In the 2016 paper, Conti et al[14] reported that decompensated cirrhosis characterized by a high Child-Pugh-Turcotte score (OR = 4.18, 95%CI: 1.17-14.8, P = 0.03) and a history of HCC (OR = 12.0, 95%CI: 4.02-35.74, P < 0.0001) were associated with HCC. In addition, a large comparative study from Japan revealed that posttreatment Wisteria floribunda agglutinin positive Mac-2 binding protein (WFA⁺M2BP) was significantly associated with HCC recurrence in patients with HCV without advanced liver fibrosis. In addition, the comparative study for occurrence and recurrence of HCC in IFN-based vs DAAs, showed that AFP (> 5.4 ng/mL) and WFA⁺M2BP levels (> 1.8 COI) were strongly associated with de novo HCC in those with DAA therapy[61]. In a recently published retrospective study, Sangiovanni et al[47] found at multivariable Cox regression models that ascites and AFP log-value were independently associated with HCC occurrence, while a history of alcohol abuse and HCC recurrence was associated with HCC recurrence.

Prospective studies

In addition to these findings from retrospective studies, Ide et al[68] found that besides male gender and an older age, higher FIB-4 index and GGTP levels, were independently associated with HCC occurrence. Also, Calvaruso et al[69] found in their prospective study that albumin level (< 3.5 g/dL), platelets < 120 × 10⁹/L and failure to achieve SVR were associated with an increased risk of HCC development. The failure in achieving SVR was also incriminated as a risk factor for HCC occurrence along with HBV coinfection and APRI > 2.5, in another study from Italy[48]. Another study which enrolled patients with a history of successful radiofrequency ablation treatment for HCV-related HCC who had received antiviral therapy with DAAs (147 patients) or IFN (156 patients) reported that a higher AFP-L3 level, larger number of HCC treatments, and a shorter interval between the last HCC treatment and the initiation of antiviral therapy were associated with the risk of HCC recurrence[70]. A recent study from Egipt, which enrolled 160 DAA-treated and 80 untreated HCV patients, showed that an ultrasound measured adequate liver volume (at a cutoff of 495 mL) predicted HCC occurrence after DAAs[71].

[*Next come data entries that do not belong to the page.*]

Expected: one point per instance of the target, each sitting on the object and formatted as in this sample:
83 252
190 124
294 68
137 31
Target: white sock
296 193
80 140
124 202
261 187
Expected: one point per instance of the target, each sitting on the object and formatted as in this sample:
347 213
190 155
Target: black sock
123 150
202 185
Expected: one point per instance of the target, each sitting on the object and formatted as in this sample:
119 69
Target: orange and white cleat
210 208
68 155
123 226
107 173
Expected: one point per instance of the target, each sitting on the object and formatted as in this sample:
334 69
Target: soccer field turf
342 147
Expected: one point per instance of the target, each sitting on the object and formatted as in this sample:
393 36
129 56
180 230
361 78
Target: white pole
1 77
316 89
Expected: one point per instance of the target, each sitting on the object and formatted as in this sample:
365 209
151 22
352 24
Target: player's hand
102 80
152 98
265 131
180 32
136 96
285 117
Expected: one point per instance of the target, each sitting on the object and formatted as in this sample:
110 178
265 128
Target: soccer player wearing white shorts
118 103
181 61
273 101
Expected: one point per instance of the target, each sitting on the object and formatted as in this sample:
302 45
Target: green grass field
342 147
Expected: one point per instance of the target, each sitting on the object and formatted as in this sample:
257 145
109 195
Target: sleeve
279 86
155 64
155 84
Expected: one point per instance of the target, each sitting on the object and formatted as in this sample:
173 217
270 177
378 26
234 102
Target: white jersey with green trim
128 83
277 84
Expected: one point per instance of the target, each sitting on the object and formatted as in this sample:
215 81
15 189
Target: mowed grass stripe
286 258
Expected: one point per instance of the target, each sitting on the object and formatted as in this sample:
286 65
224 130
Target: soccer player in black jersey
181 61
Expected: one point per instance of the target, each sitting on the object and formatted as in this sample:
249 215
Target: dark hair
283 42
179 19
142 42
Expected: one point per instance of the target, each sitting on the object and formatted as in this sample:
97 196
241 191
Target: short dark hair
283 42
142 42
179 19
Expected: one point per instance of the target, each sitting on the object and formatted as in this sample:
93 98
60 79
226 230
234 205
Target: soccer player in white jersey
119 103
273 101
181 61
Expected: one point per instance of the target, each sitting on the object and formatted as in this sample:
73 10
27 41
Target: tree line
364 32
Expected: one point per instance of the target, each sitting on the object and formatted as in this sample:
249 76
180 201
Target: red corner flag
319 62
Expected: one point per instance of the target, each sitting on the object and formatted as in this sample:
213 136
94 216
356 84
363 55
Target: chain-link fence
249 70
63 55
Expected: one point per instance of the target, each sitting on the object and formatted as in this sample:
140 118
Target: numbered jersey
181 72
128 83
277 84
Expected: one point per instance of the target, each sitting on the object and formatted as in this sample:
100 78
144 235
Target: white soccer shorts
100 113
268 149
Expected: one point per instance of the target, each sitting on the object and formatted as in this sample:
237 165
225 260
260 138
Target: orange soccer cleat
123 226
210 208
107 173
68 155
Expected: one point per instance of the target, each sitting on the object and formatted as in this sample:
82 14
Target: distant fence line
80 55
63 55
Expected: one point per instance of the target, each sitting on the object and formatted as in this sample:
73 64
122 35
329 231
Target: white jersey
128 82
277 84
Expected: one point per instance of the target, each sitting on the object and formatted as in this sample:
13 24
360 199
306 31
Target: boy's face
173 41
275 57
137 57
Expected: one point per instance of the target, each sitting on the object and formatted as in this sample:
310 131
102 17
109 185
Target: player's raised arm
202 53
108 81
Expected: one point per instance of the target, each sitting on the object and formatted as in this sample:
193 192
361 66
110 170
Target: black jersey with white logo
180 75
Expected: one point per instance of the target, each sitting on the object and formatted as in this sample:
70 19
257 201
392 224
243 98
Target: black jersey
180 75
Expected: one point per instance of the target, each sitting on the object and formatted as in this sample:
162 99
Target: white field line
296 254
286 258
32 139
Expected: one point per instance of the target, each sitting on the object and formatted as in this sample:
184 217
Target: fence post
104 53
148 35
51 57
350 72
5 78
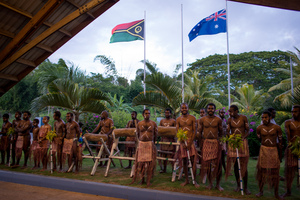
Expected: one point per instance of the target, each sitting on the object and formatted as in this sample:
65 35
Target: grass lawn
120 176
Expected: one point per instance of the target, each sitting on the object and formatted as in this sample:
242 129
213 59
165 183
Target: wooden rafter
78 6
30 16
29 29
284 4
83 9
12 35
8 77
26 62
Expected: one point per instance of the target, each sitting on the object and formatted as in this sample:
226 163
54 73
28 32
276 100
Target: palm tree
249 99
110 67
48 72
119 105
194 85
150 69
286 83
167 94
67 94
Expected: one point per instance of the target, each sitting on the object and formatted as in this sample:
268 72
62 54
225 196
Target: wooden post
10 149
190 164
175 167
239 165
88 147
97 160
298 171
51 158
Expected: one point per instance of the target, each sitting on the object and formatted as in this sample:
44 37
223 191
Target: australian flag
213 24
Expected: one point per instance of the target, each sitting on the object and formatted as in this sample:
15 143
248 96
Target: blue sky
250 28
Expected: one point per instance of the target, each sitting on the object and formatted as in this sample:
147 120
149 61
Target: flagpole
228 64
144 55
182 66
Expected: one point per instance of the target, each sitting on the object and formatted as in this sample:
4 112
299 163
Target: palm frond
52 99
152 98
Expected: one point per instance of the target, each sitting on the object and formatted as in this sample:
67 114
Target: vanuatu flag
128 32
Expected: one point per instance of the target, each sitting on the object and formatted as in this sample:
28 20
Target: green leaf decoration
295 147
51 135
181 135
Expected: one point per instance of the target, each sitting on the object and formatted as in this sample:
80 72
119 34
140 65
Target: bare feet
259 194
219 188
209 187
237 189
184 184
247 192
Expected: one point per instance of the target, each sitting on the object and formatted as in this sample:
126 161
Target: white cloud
251 28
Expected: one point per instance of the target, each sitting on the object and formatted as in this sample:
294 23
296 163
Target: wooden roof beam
41 46
27 62
78 6
74 15
29 15
8 77
7 33
29 29
286 4
2 91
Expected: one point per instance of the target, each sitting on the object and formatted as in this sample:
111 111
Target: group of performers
205 132
64 145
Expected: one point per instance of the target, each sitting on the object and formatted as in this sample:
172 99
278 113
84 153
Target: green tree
285 85
249 99
69 95
118 104
254 68
194 85
167 94
20 96
47 72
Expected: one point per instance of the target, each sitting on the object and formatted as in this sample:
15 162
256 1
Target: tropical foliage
249 99
285 85
167 94
69 95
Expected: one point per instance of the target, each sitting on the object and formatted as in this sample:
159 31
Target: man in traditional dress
210 127
15 124
146 151
43 142
268 163
70 141
187 123
23 140
238 124
57 145
35 143
106 125
130 148
5 140
224 126
292 130
169 149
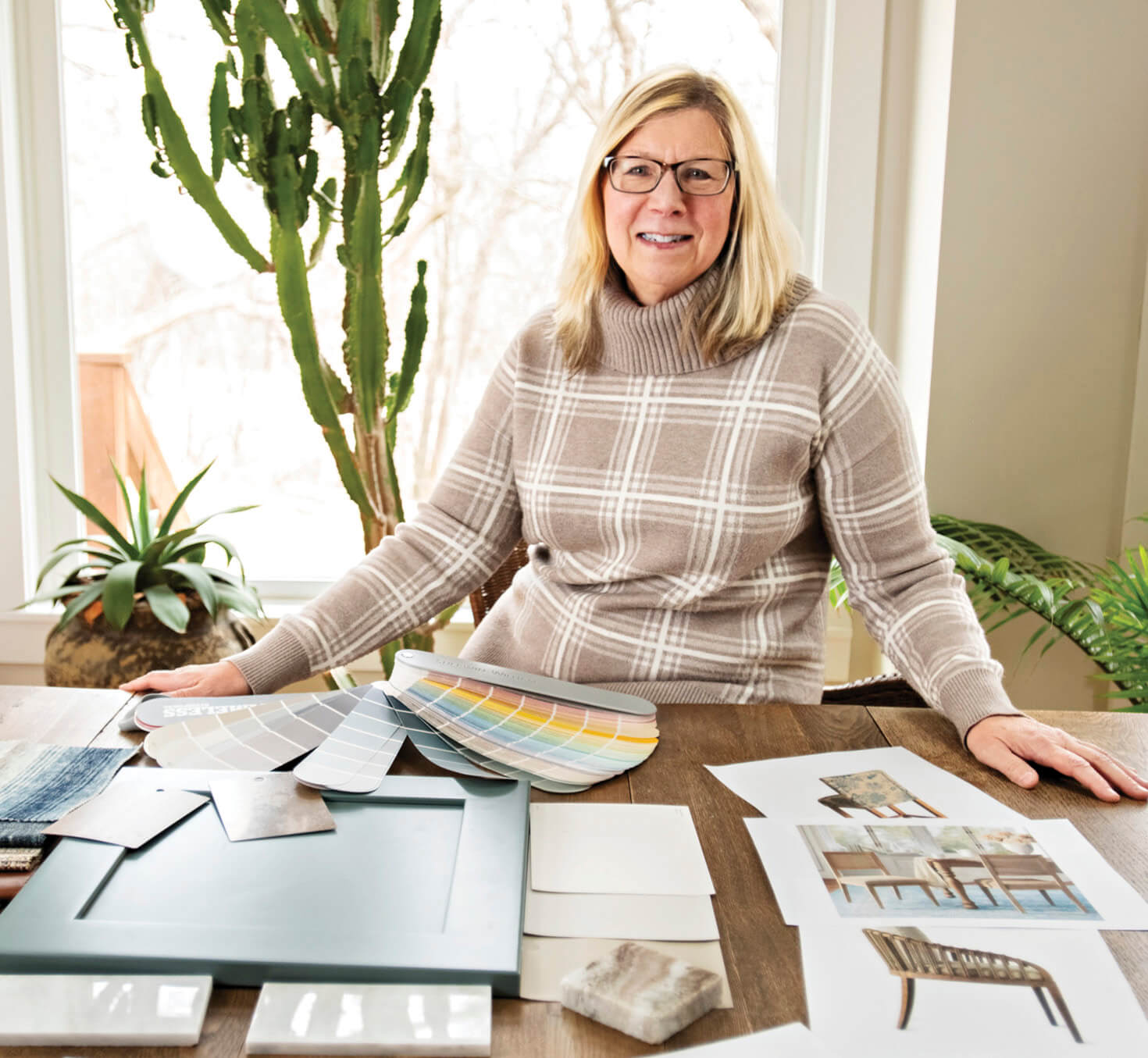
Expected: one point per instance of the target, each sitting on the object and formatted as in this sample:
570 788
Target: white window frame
829 109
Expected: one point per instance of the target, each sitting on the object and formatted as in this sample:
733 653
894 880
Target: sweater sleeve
876 518
468 527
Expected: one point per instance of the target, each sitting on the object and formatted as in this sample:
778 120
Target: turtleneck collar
645 340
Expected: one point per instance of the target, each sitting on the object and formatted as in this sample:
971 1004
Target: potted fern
144 598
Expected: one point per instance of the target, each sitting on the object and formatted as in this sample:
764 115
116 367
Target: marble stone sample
640 992
102 1010
371 1019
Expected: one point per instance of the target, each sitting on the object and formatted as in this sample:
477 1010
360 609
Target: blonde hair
755 264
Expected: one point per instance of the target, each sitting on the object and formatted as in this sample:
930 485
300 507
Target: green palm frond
1103 610
1024 556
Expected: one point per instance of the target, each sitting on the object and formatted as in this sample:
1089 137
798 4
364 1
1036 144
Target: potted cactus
344 71
143 599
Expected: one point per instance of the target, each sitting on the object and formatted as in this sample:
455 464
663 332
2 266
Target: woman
682 440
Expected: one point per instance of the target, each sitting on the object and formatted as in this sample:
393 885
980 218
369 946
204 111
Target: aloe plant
347 73
159 562
1103 610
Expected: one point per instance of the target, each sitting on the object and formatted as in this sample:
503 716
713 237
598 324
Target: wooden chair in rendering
913 960
866 869
872 791
1014 871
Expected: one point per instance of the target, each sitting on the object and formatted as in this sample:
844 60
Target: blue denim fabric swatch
41 783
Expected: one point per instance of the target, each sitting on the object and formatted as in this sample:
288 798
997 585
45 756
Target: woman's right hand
192 681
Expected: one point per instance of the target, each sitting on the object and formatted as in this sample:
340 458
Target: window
37 389
199 333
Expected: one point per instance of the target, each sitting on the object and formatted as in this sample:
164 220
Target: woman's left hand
1009 743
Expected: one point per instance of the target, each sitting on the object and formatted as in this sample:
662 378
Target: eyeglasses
635 176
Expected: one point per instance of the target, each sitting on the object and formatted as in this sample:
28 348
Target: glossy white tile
371 1019
102 1010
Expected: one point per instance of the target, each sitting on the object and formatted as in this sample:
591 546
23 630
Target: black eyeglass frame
673 166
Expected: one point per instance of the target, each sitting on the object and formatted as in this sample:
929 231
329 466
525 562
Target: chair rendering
867 870
1013 871
914 960
869 791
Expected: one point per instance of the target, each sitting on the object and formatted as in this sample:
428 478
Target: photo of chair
1014 871
867 870
870 791
913 960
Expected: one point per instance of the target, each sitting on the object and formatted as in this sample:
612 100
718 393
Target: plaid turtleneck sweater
681 519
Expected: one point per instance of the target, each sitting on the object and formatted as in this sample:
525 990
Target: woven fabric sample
20 860
19 835
39 783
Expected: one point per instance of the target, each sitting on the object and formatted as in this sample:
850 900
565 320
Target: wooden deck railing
116 428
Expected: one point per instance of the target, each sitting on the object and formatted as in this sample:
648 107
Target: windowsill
23 632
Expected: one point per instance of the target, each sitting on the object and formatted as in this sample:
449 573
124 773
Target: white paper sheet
803 885
786 1041
617 848
854 1001
793 787
547 960
626 916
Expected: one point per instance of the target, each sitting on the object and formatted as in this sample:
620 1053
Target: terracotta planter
88 653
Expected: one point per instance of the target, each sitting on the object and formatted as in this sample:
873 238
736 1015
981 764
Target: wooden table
761 953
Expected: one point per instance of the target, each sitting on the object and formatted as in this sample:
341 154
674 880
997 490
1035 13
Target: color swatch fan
552 732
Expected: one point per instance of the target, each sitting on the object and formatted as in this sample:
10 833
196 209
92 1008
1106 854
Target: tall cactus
344 71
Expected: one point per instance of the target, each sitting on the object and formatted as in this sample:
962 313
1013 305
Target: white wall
1038 351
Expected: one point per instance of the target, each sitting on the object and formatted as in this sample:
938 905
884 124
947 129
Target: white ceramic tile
371 1019
102 1010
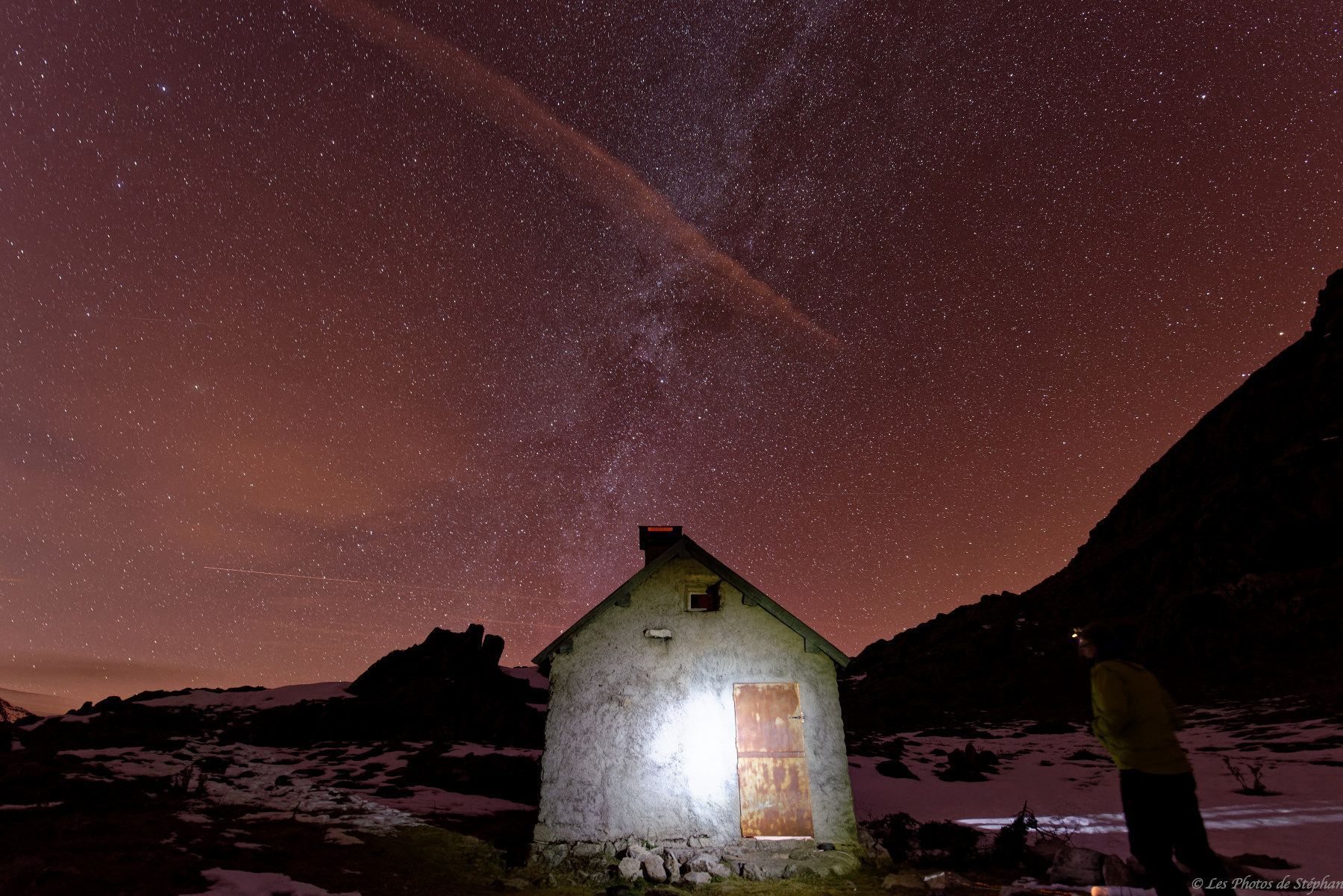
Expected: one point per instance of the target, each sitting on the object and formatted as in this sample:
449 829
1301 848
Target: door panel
771 761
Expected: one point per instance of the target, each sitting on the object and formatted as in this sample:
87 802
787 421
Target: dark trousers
1162 815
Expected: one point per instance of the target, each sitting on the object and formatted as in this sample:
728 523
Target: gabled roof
685 547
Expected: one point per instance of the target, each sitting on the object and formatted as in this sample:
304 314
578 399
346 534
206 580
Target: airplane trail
641 211
382 585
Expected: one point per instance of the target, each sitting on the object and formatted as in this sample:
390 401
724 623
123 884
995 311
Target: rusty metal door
771 761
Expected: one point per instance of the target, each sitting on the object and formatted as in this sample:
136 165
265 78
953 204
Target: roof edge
685 545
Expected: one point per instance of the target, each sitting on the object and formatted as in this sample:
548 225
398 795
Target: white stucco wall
641 735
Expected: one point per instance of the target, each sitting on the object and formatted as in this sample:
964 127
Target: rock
1115 872
874 852
554 853
586 850
767 868
1077 865
672 865
653 867
711 864
630 868
903 880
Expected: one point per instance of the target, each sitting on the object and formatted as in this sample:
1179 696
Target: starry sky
313 339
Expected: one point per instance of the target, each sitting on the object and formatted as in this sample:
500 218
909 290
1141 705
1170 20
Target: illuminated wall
641 738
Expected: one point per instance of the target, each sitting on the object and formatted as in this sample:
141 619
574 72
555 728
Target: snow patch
246 883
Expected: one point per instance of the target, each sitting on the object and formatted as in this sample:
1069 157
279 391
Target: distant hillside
1225 557
10 712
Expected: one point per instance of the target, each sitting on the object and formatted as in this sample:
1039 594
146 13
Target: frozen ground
1302 762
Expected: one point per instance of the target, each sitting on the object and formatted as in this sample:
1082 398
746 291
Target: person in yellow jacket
1135 721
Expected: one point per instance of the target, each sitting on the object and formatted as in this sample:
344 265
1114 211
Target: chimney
656 539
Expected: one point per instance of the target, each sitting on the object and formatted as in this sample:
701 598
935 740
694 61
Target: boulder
1116 872
1077 867
768 868
653 867
874 852
711 864
630 868
903 880
672 864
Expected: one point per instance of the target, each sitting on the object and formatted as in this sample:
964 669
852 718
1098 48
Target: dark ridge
1224 560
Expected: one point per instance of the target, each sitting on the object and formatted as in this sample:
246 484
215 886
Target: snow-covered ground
1302 762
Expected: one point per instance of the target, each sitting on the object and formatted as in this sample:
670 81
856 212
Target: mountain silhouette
1224 560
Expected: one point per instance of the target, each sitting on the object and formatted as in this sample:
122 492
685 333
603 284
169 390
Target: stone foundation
693 860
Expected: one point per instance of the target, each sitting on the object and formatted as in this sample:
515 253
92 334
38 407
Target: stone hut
688 709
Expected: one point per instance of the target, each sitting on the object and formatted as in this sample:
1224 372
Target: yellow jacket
1135 719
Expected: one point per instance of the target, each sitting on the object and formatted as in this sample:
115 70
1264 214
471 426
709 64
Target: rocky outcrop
1222 557
448 687
11 714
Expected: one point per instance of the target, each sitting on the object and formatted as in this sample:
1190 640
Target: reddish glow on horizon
302 357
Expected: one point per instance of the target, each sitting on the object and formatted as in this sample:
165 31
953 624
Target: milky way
305 354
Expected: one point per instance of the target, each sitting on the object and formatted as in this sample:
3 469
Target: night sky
313 342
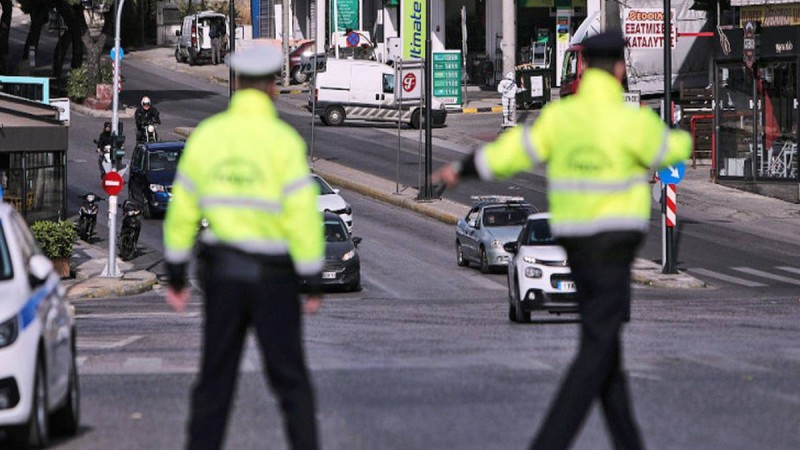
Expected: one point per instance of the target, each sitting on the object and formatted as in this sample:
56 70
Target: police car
539 276
38 377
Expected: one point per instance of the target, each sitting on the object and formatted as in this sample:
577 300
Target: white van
194 42
365 90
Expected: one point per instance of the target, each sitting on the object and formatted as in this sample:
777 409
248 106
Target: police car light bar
497 198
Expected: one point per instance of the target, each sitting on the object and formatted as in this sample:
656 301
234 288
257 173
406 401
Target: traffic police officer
246 172
598 153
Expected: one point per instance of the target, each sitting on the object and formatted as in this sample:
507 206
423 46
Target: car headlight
349 255
8 331
533 272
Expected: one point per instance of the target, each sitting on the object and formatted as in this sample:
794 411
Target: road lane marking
789 269
723 277
105 343
768 275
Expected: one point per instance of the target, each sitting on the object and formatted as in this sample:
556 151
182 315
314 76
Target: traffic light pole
111 269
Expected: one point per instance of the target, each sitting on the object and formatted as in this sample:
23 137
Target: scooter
129 233
149 134
88 216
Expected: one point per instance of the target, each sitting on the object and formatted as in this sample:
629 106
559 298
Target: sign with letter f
413 27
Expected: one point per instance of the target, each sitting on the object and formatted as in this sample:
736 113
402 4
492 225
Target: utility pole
509 46
111 265
286 14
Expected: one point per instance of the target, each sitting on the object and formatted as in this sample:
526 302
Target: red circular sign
112 183
409 82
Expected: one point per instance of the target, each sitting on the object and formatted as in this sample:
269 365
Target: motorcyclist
102 141
508 90
146 114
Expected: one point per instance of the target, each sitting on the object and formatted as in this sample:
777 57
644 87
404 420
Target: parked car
153 168
342 265
295 57
39 391
330 200
490 223
194 42
539 276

Most of the studies we reviewed indicated that the major risk factors for HCC occurrence and recurrence are male gender, older age, non-SVR, advanced liver fibrosis and higher post-treatment AFP levels, in agreement with those identified by prior studies of the IFN era[25,72].

CONCLUSION

Data provided by the most recent and relevant articles sustain a reduced incidence rate of both de novo and recurrent HCC after achieving SVR with DAA therapy, therefore we consider that the debate regarding the impact of DAAs on HCC risk is drawing to an end.